Question

The gravitational unit of force in the metric system is:
(A) $g\,wt$
(B) $N$
(C) $kg\,wt$
(D) none of these

Answer 1

Hint: The gravitational force is said to be directly proportional to the mass of the objects interacting, objects with more mass will attract each other with a greater gravitational force. When the mass of either object increases, then the force of gravitational attraction between the masses also increases.

Complete step by step answer:
The gravitational force between a mass of the object and the Earth is the object’s weight. Mass is a measure of an object’s inertia, and its weight is the force that exerts on the object in a gravitational field. On the surface of the Earth, the two forces can be related by the acceleration due to gravity, $Fg = mg$. The Kilograms and slugs are the units of mass; The Newton’s and pounds are the units of weight.

The absolute units of force will not depend upon the value of acceleration due to gravity, so they will remain the same as throughout the universe. But the gravitational unit of force will depend upon the value of $g$ which will be different at different places. The weight is taken to mean the same as mass and is measured in kilograms. However, Scientifically, it is normal to state that the weight of a body is the gravitational force acting on it.

The weight of an object is given as, $W = mg$
Where,
$m$ is the mass of the body
$g$ the acceleration due to gravity of the body
By considering mass of the object as $1\,kg$
$W = 1\,kg \times 9.8\,m{s^{ - 2}}$
$W = 9.8\,N$ (For $1\,kg$ of weight)
Kilogram weight is a measure of weight (gravitational pull).
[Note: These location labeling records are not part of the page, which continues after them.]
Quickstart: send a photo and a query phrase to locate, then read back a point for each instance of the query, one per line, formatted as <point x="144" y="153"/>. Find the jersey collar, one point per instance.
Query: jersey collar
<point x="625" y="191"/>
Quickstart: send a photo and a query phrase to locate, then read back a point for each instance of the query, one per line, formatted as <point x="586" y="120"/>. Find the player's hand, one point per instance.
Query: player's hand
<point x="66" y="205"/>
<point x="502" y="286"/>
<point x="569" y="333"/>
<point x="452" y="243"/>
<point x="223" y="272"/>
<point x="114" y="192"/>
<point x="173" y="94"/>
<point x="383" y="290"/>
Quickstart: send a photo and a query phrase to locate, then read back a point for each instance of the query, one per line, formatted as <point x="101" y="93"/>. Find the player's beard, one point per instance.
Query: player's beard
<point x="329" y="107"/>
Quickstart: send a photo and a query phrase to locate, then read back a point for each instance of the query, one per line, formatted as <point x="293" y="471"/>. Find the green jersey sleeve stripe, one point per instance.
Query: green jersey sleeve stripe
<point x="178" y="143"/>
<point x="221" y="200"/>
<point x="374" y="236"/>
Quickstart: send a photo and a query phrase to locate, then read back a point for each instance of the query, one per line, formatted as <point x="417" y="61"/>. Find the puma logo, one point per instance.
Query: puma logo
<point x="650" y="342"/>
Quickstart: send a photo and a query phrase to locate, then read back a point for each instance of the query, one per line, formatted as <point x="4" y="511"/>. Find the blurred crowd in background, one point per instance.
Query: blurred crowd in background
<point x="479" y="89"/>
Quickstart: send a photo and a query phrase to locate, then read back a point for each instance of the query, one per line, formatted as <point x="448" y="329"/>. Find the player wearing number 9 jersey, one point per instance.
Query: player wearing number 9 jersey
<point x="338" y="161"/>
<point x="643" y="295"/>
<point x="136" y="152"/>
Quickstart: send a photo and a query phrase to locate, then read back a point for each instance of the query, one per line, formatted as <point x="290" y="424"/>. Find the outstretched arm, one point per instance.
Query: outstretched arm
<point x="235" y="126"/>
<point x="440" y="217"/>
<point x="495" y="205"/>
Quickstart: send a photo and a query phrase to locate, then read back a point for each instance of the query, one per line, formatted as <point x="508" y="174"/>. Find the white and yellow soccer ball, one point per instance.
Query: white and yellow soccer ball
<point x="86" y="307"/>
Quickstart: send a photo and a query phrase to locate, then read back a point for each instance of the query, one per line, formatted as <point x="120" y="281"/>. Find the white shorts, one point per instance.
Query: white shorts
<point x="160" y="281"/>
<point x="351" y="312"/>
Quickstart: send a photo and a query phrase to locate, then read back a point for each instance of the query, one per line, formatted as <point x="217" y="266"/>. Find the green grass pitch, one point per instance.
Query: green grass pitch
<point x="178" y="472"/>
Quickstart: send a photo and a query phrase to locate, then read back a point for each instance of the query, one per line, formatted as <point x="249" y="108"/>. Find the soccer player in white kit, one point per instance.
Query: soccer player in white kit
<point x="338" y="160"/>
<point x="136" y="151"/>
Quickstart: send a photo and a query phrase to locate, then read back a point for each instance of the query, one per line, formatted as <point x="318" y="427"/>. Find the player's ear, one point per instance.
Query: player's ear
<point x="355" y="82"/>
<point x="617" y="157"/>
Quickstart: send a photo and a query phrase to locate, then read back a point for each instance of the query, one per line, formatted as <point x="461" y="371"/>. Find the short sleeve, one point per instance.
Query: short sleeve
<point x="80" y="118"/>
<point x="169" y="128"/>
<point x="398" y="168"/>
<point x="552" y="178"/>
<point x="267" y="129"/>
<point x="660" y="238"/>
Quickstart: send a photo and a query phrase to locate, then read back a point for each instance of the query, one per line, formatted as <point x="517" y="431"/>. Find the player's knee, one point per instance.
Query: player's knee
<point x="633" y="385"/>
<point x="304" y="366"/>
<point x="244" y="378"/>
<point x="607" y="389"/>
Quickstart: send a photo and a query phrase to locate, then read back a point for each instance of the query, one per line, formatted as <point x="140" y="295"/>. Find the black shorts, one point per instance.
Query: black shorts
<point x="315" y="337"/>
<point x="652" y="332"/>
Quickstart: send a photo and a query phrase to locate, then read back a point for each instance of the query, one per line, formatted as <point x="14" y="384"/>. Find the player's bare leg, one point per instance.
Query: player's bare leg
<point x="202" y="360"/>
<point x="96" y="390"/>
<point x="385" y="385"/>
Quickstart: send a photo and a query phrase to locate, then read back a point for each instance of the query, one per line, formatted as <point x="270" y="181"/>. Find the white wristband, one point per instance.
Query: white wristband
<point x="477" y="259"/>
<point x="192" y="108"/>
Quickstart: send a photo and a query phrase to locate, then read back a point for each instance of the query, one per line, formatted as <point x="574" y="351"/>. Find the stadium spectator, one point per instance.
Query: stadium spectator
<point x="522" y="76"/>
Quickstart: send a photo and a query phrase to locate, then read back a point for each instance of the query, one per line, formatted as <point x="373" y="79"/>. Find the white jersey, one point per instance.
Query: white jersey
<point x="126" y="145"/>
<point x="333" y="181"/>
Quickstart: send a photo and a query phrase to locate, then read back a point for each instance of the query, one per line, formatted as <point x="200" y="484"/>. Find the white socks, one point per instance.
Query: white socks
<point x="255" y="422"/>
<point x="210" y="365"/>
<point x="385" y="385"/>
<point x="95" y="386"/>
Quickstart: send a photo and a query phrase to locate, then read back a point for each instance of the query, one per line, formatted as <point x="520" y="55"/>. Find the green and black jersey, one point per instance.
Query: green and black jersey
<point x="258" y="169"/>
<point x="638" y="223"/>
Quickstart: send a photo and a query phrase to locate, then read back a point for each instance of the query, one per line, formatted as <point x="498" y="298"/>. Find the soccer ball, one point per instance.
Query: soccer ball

Thus, the gravitational unit of force in the metric system is $kg\,wt$. Hence option (C) is correct.

Note:
By using Newton’s law of gravitation we can get the acceleration due to gravity $g$, on the surface of the Earth by knowing the gravitational constant $G$, the mass of the Earth, and the radius of the Earth. Newton’s law of gravitation gives the acceleration due to gravity near the surface of the Earth as $9.8\,m{s^{ - 2}}$.